Republican Helen Delich Bentley defied the naysayers yesterday by doing exactly what she said she would do all along: Give up her safe seat in Congress to run for governor of Maryland.
As recently as Wednesday, when Mrs. Bentley abruptly postponed plans to file her candidacy papers, there was speculation she might be having second thoughts. Even yesterday, when she was 40 minutes late for her rescheduled appearance at the state elections board, some people were wondering.
Mrs. Bentley had said for months,however, that such rumors were false.
When she arrived in Annapolis yesterday, she and her running mate, state Sen. Howard A. Denis of Montgomery County, conceded that they were a bit nervous.
Yet they filled out the required paperwork, handed over a pair of $290 checks to cover the filing fees, and formally jumped into this year's crowded gubernatorial sweepstakes with a few days to spare before Tuesday's 9 p.m. filing deadline.
"If you're asking me, 'Did this just come lightly?' The answer is, 'No,' " the five-term congresswoman from Baltimore County acknowledged. "A lot of thinking has gone into it. . . .
"We're doing it. That's the important thing," she said.
Based on early political polls, Mrs. Bentley is the current favorite to win the Sept. 13 Republican primary. She has two announced opponents, retired diplomat William S. Shepard of Montgomery County and state Del. Ellen R. Sauerbrey of Baltimore County.
"They have a long way to go to catch up with me on name identification," Mrs. Bentley said.

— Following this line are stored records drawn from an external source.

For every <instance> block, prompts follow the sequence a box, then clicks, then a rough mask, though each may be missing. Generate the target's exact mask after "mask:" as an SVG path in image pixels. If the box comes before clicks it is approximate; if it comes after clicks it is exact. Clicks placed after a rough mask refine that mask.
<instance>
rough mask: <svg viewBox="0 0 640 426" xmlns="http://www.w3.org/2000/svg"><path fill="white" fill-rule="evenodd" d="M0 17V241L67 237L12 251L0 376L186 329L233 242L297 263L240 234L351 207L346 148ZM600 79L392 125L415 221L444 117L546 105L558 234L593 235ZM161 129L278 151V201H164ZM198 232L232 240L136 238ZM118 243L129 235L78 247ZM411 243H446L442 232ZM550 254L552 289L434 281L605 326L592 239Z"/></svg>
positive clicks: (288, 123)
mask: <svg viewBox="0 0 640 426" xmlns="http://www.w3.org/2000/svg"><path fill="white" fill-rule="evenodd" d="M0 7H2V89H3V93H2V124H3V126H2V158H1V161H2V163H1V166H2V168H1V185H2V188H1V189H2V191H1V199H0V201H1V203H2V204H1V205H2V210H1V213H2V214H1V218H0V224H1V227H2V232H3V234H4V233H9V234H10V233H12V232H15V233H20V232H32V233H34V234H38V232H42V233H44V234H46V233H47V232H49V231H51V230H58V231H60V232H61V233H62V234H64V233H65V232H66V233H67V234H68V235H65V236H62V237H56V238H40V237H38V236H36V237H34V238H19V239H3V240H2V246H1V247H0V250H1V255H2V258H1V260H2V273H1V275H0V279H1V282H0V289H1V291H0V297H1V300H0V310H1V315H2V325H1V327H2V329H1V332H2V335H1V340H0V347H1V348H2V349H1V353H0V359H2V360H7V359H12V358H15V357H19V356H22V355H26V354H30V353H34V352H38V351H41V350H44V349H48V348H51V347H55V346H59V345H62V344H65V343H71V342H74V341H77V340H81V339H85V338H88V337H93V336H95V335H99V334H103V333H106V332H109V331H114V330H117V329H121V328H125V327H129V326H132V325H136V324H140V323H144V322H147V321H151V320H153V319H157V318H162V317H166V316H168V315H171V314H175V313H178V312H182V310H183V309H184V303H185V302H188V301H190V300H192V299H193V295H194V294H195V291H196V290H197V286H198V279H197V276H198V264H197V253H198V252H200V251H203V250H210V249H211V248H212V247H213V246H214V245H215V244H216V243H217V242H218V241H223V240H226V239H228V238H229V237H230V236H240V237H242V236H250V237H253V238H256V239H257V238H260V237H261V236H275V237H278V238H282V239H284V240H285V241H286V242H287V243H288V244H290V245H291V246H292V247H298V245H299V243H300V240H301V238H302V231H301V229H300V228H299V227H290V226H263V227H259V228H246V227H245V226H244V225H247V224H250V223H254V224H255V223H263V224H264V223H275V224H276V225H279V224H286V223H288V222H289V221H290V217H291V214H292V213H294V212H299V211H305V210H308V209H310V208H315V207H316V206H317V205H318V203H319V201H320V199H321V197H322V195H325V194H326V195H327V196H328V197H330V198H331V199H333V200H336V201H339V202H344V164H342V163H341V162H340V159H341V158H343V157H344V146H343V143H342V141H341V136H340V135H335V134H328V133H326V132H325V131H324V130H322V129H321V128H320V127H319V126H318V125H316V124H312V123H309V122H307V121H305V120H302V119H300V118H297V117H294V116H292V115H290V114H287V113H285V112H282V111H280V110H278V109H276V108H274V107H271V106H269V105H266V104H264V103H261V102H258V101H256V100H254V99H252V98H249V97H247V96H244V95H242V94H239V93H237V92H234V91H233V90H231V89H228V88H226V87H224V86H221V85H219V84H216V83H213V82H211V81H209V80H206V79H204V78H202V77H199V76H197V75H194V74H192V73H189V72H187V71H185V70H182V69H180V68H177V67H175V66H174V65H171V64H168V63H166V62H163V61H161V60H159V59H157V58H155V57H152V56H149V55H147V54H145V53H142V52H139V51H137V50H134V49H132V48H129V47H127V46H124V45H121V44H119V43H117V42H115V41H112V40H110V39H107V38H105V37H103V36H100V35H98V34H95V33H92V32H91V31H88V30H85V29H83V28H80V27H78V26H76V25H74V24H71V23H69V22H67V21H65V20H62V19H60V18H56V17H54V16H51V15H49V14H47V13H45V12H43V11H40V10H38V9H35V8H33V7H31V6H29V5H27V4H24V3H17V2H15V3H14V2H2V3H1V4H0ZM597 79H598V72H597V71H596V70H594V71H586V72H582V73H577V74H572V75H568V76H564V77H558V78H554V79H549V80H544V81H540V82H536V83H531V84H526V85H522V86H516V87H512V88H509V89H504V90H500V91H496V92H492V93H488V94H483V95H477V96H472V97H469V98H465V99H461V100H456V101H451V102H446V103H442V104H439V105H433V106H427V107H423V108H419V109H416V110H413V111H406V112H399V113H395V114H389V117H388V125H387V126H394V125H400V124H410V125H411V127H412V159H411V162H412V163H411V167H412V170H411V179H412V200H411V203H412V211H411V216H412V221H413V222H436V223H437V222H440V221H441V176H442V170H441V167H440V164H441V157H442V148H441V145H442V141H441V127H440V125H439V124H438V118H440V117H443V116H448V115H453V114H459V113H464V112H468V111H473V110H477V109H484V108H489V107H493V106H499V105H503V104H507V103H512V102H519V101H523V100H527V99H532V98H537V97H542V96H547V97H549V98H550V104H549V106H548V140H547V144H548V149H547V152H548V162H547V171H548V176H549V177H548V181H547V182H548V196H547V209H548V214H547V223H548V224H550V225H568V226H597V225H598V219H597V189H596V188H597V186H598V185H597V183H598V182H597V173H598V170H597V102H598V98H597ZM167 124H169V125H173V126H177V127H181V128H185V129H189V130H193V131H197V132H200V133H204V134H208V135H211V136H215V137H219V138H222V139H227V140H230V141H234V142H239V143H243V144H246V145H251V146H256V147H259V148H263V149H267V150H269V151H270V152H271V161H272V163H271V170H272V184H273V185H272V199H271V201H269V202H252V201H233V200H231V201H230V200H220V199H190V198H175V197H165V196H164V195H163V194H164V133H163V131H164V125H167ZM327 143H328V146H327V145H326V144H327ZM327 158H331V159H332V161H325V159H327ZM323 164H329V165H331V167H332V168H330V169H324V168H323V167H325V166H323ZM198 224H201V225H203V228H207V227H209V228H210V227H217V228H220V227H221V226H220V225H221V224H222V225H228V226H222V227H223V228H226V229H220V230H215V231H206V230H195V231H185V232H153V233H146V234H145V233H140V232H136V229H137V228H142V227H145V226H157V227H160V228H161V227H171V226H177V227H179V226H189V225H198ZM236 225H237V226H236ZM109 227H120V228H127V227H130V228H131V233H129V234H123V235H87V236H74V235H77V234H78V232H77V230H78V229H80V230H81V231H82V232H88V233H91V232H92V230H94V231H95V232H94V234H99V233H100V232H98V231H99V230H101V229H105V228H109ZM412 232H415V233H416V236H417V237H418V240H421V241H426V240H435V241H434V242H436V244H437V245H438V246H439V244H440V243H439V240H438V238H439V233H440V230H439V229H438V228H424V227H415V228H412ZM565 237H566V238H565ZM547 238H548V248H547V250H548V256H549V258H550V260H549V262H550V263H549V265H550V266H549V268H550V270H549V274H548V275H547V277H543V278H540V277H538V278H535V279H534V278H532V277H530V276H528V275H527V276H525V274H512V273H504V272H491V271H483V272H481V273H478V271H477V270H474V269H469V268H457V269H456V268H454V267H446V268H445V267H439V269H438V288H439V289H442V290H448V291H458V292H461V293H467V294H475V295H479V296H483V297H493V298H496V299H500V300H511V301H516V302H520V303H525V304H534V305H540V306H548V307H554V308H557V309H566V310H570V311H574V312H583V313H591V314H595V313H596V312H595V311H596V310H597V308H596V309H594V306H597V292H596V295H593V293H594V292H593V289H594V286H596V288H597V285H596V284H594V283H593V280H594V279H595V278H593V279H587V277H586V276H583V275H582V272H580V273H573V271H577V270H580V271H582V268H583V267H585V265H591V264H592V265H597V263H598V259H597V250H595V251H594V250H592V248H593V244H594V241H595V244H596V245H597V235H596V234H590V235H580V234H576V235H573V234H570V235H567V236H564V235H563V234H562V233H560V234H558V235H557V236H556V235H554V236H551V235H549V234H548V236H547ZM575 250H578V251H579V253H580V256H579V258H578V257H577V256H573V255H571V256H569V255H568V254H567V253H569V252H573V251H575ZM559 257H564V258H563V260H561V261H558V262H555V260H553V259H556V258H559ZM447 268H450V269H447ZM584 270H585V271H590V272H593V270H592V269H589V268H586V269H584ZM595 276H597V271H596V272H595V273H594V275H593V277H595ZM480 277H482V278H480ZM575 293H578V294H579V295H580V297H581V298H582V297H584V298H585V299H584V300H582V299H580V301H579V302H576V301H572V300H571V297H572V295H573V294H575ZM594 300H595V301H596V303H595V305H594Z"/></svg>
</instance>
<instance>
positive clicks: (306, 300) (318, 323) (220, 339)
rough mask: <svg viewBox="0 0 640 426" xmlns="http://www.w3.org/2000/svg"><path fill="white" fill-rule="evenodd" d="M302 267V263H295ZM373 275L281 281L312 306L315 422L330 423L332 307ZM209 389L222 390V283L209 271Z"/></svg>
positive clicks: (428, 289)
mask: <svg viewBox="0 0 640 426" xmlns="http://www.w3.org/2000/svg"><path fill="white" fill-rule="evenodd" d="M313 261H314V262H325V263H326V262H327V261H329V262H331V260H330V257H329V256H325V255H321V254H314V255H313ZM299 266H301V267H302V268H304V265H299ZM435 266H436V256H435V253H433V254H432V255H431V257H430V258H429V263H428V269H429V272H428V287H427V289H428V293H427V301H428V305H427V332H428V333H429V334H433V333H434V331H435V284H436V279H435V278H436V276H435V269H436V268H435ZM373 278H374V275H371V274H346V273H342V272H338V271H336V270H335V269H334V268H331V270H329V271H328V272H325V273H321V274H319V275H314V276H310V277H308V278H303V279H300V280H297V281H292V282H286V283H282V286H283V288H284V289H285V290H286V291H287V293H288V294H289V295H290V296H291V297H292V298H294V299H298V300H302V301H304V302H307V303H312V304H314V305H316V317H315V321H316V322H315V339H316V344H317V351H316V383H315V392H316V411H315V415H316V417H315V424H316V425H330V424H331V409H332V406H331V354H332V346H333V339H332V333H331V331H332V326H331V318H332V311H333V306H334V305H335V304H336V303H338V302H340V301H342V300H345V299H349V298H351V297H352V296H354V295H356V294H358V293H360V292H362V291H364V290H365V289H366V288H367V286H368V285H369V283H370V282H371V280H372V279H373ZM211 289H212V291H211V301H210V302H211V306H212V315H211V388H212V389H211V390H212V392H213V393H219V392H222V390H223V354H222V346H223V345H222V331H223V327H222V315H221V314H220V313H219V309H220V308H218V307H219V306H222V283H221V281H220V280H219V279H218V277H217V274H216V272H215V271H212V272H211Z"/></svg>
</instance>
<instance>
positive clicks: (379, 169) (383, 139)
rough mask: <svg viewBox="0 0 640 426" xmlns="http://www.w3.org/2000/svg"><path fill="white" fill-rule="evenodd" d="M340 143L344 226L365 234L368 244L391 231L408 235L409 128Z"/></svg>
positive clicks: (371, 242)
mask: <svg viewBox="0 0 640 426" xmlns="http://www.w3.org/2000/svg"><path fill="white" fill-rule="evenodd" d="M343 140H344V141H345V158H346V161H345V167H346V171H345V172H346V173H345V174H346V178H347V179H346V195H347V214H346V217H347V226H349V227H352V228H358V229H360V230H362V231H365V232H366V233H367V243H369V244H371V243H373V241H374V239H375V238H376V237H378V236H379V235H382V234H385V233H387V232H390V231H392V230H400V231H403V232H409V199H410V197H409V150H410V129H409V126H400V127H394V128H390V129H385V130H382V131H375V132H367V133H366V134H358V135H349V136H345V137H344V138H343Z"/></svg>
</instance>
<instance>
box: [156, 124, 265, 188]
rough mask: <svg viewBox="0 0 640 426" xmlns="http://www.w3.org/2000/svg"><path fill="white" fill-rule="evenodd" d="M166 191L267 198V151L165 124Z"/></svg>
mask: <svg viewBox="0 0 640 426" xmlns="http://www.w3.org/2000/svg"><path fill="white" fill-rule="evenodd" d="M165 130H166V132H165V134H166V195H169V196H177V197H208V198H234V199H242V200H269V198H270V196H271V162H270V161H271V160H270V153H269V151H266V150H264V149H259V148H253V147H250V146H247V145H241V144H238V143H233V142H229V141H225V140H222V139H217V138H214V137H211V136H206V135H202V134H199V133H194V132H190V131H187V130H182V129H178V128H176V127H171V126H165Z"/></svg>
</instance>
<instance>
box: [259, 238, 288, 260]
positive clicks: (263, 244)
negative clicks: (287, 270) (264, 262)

Also yesterday, the front-runner for the Democratic nomination -- Parris N. Glendening -- filed his candidacy papers at the election board. He was joined by his running mate, Kathleen Kennedy Townsend.
Mr. Glendening's opponents include Lt. Gov. Melvin A. Steinberg of Baltimore County; state Sens. American Joe Miedusiewski of Baltimore and Mary H. Boergers of Montgomery County; and Lawrence K. Freeman of Baltimore, a follower of Lyndon H. LaRouche.
In contrast with Mrs. Bentley, Mr. Glendening has been pointing his career toward the governor's race for the past 3 1/2 years, since he won re-election to a third term as Prince George's County executive.
"I said back then, if we did well, I would seriously think about running for governor," he recalled yesterday.
Pulling a checkbook from his pocket to write his $290 check, Mr. Glendening said, "This is one of the best investments I've ever made."